RHCSA Exam Study — Pt. 1 Setting Up Your Virtual Machine
Get your RHEL Virtual Machine Up and Running
In independent pursuance of an RHCSA cert, I’ll be documenting the journey in hopes that by trying to explain things I’m learning on my own, a higher level of competence will be achieved. I hope to pass the RHCSA on my first attempt and go on to be successful in preparing for the RHCE RedHat Certified Engineer exam as well.
First off, if you’re going to move in this same direction, you’ll need a virtual machine running either RHEL RedHat Enterprise Linux or CentOS. A while back, RedHat made RHEL freely available to developers minus the paid support service. How it generally works and how it has worked in the past is RedHat would sell enterprise customers a stable build of Linux to run on their servers that RedHat would then provide paid support for. Since full RHEL is now freely available to developers, I recommend downloading it from https://developers.redhat.com/downloads/
You’ll have to register an account with developers.redhat.com before you can download, but it’s monetarily free to do so. After that, you’ll be cleared for download of full-on RHEL.
The first time I went through this process, I was running Fedora 25. I’ve also installed virtualized RHEL on Antergos and Manjaro (both Arch based). On a Linux desktop system, I like to use Virtual Machine Manager (virt-manager) which works through libvirt and primarily targets KVM Kernel-based Virtual Machines.
I’m not going to walk through the process of getting this going today, because if you’re already running a Linux desktop system and you’re thinking about pursuing your RHCSA, chances are you won’t have any trouble figuring this out.

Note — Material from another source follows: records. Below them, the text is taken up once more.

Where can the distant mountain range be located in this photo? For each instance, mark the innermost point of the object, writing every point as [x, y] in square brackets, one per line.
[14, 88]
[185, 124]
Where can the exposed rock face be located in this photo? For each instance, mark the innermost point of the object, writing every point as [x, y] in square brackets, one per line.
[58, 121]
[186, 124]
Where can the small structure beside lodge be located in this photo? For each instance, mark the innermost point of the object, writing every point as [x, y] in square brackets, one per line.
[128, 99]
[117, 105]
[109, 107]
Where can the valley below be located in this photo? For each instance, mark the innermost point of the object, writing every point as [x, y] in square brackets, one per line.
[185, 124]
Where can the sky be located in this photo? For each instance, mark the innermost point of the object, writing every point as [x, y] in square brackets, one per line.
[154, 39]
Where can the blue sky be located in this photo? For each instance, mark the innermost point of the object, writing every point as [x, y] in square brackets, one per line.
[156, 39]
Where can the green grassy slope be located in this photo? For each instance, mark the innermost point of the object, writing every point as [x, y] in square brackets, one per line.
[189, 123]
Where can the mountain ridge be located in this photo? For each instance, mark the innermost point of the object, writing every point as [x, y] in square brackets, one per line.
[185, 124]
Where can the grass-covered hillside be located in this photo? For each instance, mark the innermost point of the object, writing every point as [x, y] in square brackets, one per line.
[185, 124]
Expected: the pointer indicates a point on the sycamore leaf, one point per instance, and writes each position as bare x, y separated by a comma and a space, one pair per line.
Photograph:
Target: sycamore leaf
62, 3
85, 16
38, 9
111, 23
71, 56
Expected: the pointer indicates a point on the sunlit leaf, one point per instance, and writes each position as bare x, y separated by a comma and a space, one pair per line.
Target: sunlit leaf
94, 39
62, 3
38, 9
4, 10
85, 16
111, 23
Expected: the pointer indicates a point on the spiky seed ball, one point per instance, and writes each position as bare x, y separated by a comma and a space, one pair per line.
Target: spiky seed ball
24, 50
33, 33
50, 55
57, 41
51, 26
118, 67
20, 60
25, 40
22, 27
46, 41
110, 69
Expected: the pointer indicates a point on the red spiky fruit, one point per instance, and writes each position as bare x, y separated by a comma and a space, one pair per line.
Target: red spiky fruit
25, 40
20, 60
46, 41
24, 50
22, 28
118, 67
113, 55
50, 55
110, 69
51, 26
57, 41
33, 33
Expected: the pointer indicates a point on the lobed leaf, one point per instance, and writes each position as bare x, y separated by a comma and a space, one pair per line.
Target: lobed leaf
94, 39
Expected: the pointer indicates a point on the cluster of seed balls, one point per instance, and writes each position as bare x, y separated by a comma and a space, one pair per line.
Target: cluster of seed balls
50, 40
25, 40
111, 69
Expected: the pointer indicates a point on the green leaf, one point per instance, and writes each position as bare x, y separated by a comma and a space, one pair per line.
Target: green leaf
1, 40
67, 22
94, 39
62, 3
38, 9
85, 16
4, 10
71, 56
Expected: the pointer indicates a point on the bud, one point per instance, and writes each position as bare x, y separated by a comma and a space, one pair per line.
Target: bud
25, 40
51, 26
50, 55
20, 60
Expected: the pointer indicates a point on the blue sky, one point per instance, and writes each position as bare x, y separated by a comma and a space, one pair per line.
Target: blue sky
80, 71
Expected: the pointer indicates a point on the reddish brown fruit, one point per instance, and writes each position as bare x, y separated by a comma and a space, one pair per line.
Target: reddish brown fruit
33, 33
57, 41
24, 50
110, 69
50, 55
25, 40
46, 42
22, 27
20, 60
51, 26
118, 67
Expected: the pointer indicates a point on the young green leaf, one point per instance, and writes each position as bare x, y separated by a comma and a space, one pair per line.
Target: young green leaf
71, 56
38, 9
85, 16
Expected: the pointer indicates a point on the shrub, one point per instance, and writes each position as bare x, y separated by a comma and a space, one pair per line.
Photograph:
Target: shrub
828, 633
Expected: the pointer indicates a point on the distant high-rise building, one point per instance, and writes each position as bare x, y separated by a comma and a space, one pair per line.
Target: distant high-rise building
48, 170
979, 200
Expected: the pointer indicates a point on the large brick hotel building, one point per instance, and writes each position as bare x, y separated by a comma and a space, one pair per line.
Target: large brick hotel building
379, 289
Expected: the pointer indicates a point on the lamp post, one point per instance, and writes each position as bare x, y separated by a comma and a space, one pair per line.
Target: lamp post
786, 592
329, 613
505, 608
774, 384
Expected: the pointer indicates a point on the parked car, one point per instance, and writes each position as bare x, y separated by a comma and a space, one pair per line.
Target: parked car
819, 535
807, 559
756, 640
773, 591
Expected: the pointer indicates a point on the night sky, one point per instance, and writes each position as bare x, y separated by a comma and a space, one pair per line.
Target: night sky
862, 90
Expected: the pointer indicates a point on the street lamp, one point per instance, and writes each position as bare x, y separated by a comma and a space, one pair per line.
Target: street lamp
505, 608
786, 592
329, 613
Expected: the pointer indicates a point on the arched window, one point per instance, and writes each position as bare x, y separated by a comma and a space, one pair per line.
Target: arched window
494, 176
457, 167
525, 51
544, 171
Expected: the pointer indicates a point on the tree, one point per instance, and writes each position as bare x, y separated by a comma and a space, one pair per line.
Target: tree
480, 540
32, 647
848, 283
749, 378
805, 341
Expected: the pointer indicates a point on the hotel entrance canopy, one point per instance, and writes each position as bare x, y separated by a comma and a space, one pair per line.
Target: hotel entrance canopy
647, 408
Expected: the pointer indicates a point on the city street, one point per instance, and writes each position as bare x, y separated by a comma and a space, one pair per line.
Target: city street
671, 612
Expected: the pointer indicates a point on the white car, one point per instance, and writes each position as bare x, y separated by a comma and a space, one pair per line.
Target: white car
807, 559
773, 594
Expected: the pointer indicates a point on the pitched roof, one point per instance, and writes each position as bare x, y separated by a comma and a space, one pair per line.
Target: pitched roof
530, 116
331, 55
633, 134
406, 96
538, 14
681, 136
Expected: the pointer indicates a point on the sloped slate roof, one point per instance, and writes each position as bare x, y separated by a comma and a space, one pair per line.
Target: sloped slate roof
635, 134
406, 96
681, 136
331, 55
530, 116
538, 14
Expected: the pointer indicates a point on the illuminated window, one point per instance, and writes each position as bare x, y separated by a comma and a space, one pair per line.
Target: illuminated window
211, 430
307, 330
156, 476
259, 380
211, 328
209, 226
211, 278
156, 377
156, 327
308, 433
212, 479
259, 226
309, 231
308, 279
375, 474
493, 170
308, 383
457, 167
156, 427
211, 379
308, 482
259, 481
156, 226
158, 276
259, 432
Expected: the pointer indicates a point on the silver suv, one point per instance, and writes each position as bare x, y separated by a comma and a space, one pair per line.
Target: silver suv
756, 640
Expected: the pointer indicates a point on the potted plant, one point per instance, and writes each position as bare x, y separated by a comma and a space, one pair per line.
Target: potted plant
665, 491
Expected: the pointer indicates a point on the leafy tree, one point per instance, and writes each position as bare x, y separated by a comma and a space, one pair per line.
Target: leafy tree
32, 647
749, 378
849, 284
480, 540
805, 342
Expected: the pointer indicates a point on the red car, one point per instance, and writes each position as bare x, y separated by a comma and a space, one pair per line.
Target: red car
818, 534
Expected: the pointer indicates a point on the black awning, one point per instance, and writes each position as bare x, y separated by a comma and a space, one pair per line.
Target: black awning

Just follow the “KVM” instructions after downloading RHEL from developers.redhat.com
If You Need to Install Your RHEL Virtual Machine on a Windows Desktop System, head over to virtualbox.org to download VirtualBox the “general-purpose full virtualizer for x86 hardware” from Oracle, for zero cost.
Flip back over to developers.redhat.com and follow the instructions to Install RHEL on VirtualBox.
Your other options of virtualization platforms include Hyper-V for Windows 8 and above or VMware. As mentioned above, KVM on Linux is option I prefer.
Continue to follow the developer.redhat.com instructions to get your virtualization environment and virtual manager built so you can install RHEL into it. The second part where you’re actually installing RHEL into the VM can take quite a bit of time, but after you’re done, you should have something that looks like the below image:
At this point, you should have a working version of Red Hat Enterprise Linux running as a virtual machine on the host operating system of your choice. From here forward, we’re just going to be dealing with RHEL itself and of course focusing on what we can do to get ready to take the RHCSA exam.